Coalesce parameters for enp2s0:
Adaptive RX: n/a  TX: n/a
stats-block-usecs: n/a
sample-interval: n/a
pkt-rate-low: n/a
pkt-rate-high: n/a

rx-usecs: 103
rx-frames: 4
rx-usecs-irq: n/a
rx-frames-irq: n/a

tx-usecs: 103
tx-frames: 4
tx-usecs-irq: n/a
tx-frames-irq: n/a

rx-usecs-low: n/a
rx-frame-low: n/a
tx-usecs-low: n/a
tx-frame-low: n/a

rx-usecs-high: n/a
rx-frame-high: n/a
tx-usecs-high: n/a
tx-frame-high: n/a

[    2.191101] r8169 0000:02:00.0: can't disable ASPM; OS doesn't have ASPM control
[    2.192395] libphy: r8169: probed
[    2.192714] r8169 0000:02:00.0 eth0: RTL8168f/8111f, 08:62:66:2c:b6:1f, XID 480, IRQ 52
[    2.192716] r8169 0000:02:00.0 eth0: jumbo features [frames: 9194 bytes, tx checksumming: ko]
[    5.263531] r8169 0000:02:00.0 enp2s0: renamed from eth0
[   15.398044] RTL8211E Gigabit Ethernet r8169-200:00: attached PHY driver [RTL8211E Gigabit Ethernet] (mii_bus:phy_addr=r8169-200:00, irq=IGNORE)
[   15.613734] r8169 0000:02:00.0 enp2s0: Link is Down
[   29.925768] r8169 0000:02:00.0 enp2s0: Link is Up - 100Mbps/Full - flow control rx/tx
Comment 56 Heiner Kallweit 2020-10-08 06:09:23 UTC
Link speed is 100Mbps only, didn't you have 1Gbps before?
Did you ever try with different cable and switch brand?
Comment 57 anonymous 2020-10-09 00:03:03 UTC
The current ethernet  is going to be limited to 100Mbps until I change the cable behind the wall. I don't know how to do that, yet.
Comment 58 anonymous 2020-10-09 00:03:22 UTC
The current ethernet -> The current ethernet wall socket
Comment 59 anonymous 2020-10-12 07:58:32 UTC
r8169 doesn't work well on 5.8.14
Comment 60 Heiner Kallweit 2020-10-12 08:24:17 UTC
Maybe it's a board-specific issue. Best test r8168 vendor driver and if it works go with this one.
Comment 61 anonymous 2020-10-12 22:27:16 UTC
Do you know any ethernet adaptor manufacturer that releases specifications?
Comment 62 Heiner Kallweit 2020-10-13 05:47:58 UTC
Most likely on consumer PCIe network cards, apart from Realtek, you will get only Intel chips.
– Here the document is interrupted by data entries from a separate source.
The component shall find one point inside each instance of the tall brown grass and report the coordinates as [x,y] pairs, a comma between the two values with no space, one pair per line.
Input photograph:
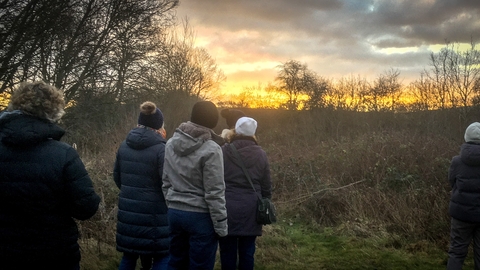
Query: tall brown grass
[368,174]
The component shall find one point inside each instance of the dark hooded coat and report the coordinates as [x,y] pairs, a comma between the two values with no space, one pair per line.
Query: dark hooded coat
[464,178]
[142,226]
[43,187]
[239,194]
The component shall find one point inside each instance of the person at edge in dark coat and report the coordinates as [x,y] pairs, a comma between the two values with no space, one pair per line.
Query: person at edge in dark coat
[237,249]
[44,185]
[464,209]
[195,191]
[231,116]
[142,226]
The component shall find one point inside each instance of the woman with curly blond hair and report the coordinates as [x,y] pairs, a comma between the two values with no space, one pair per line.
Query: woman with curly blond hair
[44,185]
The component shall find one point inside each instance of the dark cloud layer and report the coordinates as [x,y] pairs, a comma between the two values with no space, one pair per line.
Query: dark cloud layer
[333,37]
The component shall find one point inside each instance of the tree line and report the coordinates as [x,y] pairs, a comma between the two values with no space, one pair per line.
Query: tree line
[123,51]
[111,50]
[452,80]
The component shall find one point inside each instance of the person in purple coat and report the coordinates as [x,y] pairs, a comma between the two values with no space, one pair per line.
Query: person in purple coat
[238,247]
[464,209]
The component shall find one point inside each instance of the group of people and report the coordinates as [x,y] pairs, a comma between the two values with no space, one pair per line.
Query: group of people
[179,198]
[182,198]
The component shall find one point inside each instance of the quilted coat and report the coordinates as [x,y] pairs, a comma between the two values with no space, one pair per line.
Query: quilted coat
[239,194]
[142,226]
[464,178]
[43,187]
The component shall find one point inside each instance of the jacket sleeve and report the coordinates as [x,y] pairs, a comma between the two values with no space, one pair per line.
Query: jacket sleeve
[214,186]
[116,172]
[452,172]
[83,200]
[266,182]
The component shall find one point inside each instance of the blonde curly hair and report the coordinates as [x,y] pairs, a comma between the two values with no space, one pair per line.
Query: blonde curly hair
[38,99]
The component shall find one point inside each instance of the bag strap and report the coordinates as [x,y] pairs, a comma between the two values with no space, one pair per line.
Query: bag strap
[243,167]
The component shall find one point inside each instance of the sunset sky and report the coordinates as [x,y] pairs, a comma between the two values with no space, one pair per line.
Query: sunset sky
[334,38]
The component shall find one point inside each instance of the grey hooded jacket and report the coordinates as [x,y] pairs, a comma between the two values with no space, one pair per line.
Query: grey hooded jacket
[193,174]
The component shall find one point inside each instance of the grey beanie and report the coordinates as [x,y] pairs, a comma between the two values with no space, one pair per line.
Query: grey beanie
[472,133]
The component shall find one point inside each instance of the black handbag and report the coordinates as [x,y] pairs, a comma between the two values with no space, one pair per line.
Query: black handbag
[266,211]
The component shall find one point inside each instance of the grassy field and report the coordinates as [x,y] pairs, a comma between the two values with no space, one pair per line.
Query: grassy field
[355,190]
[296,245]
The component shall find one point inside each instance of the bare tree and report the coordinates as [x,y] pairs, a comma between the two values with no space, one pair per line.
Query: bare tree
[83,46]
[183,68]
[294,78]
[385,92]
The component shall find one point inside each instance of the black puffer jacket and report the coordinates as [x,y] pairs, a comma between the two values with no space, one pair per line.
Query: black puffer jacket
[464,178]
[239,194]
[142,226]
[43,186]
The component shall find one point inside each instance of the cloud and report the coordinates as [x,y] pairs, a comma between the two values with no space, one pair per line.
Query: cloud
[333,37]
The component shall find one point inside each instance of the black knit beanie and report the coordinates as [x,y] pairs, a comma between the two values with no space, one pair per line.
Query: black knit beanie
[205,113]
[150,116]
[231,116]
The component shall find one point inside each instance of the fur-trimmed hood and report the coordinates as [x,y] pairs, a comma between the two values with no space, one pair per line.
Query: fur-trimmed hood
[19,129]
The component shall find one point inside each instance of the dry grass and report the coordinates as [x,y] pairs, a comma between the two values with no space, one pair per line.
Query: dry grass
[368,175]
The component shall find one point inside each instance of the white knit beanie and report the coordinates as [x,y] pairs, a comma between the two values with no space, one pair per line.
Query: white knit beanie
[246,126]
[472,133]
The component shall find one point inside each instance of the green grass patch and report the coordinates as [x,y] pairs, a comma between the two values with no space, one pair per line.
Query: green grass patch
[298,246]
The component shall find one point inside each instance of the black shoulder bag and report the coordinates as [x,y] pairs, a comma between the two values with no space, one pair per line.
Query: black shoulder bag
[266,212]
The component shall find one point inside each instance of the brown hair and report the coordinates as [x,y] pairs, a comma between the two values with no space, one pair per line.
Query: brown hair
[38,99]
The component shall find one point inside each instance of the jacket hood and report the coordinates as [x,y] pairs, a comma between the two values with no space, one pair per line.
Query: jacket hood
[189,136]
[470,154]
[19,129]
[141,138]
Not sure whether they release specs (at least under NDA), but they actively maintain their in-kernel drivers.
Comment 63 anonymous 2020-10-13 07:41:39 UTC
I also have an intel PCIe ethernet adaptor, but I haven't seen intel ethernet adaptors in motherboards.
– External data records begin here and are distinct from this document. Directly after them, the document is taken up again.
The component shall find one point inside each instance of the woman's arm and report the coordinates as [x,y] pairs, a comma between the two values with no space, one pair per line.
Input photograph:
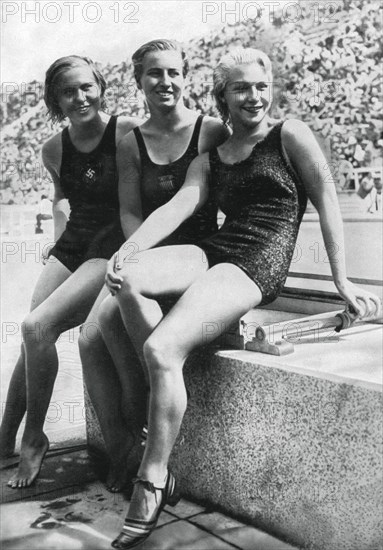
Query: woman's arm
[310,164]
[51,155]
[129,188]
[163,221]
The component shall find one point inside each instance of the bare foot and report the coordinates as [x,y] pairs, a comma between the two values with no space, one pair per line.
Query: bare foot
[7,448]
[31,458]
[124,465]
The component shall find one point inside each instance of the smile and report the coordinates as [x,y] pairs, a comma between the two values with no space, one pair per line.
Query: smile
[253,110]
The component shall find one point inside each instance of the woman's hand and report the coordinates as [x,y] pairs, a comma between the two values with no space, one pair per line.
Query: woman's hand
[366,304]
[112,280]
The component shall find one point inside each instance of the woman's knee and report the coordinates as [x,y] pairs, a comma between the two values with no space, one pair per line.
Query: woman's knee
[132,276]
[161,355]
[36,331]
[108,315]
[89,341]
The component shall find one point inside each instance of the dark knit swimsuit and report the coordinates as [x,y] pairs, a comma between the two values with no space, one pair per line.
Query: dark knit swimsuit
[264,203]
[160,182]
[89,182]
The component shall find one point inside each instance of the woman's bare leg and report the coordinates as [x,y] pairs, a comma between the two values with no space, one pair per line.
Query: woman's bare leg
[116,387]
[52,276]
[66,307]
[220,296]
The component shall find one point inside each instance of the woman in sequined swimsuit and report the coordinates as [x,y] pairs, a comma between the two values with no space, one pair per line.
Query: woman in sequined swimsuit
[152,164]
[254,179]
[82,162]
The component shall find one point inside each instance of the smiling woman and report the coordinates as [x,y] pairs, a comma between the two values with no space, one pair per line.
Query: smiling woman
[253,178]
[82,163]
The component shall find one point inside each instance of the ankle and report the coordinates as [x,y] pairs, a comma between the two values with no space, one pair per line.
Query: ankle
[35,439]
[156,476]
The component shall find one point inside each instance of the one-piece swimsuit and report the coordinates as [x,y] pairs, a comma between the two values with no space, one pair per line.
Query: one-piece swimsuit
[264,202]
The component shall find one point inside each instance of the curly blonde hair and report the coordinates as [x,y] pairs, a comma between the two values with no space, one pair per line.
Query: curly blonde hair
[239,56]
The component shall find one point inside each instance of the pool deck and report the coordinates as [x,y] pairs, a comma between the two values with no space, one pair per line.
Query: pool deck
[68,508]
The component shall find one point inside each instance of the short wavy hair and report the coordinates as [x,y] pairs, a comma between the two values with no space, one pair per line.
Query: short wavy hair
[239,56]
[159,45]
[52,82]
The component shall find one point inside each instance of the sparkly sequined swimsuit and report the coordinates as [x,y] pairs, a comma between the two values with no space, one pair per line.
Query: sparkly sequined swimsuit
[89,181]
[264,202]
[160,182]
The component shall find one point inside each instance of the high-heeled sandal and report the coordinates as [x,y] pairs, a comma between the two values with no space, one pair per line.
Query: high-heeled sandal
[136,531]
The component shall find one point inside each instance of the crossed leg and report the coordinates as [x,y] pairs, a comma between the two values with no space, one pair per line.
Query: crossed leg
[66,307]
[219,295]
[116,385]
[52,276]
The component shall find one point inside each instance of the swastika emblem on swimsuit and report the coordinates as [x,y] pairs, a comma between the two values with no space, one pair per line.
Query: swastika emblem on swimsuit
[167,182]
[90,174]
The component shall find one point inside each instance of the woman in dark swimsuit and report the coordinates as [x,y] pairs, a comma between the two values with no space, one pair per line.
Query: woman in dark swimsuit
[152,164]
[253,177]
[82,162]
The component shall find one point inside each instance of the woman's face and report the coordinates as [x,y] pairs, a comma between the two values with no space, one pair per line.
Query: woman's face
[248,94]
[162,81]
[79,95]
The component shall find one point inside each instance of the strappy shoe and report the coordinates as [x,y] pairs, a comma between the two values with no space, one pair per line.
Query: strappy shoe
[136,531]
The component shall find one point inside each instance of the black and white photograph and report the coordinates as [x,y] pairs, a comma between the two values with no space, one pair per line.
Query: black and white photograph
[191,274]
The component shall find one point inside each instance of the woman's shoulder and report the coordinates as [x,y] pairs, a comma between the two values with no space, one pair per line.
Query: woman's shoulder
[52,151]
[294,130]
[213,133]
[125,124]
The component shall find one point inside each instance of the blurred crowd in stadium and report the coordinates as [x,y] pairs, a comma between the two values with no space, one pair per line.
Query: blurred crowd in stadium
[328,74]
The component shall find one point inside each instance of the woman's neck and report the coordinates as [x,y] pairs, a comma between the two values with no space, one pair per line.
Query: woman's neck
[251,135]
[167,121]
[88,130]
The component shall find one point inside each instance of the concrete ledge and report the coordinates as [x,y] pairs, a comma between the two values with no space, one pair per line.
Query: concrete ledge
[294,451]
[295,455]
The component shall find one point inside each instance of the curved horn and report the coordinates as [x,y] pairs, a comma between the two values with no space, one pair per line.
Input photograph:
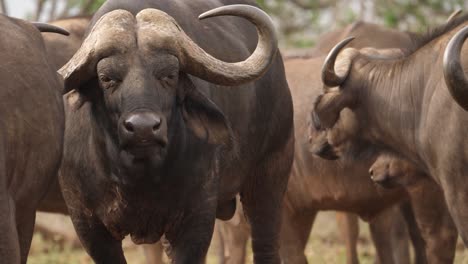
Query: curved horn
[44,27]
[454,15]
[203,65]
[454,75]
[329,77]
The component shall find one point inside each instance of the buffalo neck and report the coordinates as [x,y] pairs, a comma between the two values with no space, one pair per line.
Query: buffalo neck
[394,96]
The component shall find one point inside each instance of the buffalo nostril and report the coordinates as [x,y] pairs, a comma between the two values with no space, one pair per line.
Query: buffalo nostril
[157,124]
[129,126]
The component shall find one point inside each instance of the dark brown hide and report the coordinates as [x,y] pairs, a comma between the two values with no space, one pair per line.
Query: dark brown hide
[407,109]
[31,133]
[427,200]
[178,193]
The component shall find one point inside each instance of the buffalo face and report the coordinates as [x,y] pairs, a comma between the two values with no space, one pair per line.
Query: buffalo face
[139,93]
[135,71]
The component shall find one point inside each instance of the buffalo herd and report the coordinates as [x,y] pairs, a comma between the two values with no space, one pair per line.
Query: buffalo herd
[153,118]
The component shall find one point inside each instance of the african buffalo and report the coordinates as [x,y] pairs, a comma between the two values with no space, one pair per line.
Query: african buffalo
[31,122]
[156,144]
[391,171]
[316,184]
[405,107]
[59,51]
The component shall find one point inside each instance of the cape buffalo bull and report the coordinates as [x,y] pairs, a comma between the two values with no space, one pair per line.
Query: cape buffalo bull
[154,144]
[316,184]
[404,106]
[59,51]
[31,124]
[390,170]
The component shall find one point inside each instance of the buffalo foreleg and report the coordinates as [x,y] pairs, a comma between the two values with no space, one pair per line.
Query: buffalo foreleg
[97,241]
[349,228]
[262,200]
[295,231]
[190,237]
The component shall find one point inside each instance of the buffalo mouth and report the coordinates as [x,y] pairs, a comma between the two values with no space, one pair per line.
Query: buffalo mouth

I will test r8168 and come back.
Comment 64 anonymous 2020-10-18 10:57:51 UTC
I tested r8168 for 2 days. It works without an issue. But, `ethtool --show-coalesce` is not supported by r8168.
Comment 65 Heiner Kallweit 2020-10-18 11:34:45 UTC
Good to hear that r8168 works for you. And right, r8168 sets fixed coalesce settings (RTL_W16(tp, IntrMitigate, 0x5f51)). This translates to:

tx-frames: 60
tx-usecs: 200 (100 at 100Mbps)
rx-frames: 4
rx-usesc: 200 (100 at 100Mbps)
Comment 66 jssblngr 2020-10-28 16:48:15 UTC
I'm experiencing a related issue involving the r8169 driver.

I've no network issues with kernel 5.3.7.  However, testing it with any more recent kernels causes connection issues.

The network comes up fine if rebooting from windows into linux when windows has an active ethernet connection.  However, upon rebooting linux, the driver fails to load correctly.

I'm an intermediate user at best, but please let me know if I can somehow help in isolating this issue.

The only way I've been able to 'fix' the issue is by installing the 8168 driver, blacklisting the 8169, AND switching Network Manager for wicked.
Comment 67 jssblngr 2020-10-28 16:49:14 UTC
Also, my hardware is a Gigabyte AB350M-DS3H motherboard w/ the onboard Realtek adapter.
Comment 68 Heiner Kallweit 2020-10-28 17:46:30 UTC
(In reply to jssblngr from comment #66)
> I'm experiencing a related issue involving the r8169 driver.
> 
> I've no network issues with kernel 5.3.7.  However, testing it with any more
> recent kernels causes connection issues.
> 
What is the exact issue? Link loss? Tx timeout? Dropped packets? ..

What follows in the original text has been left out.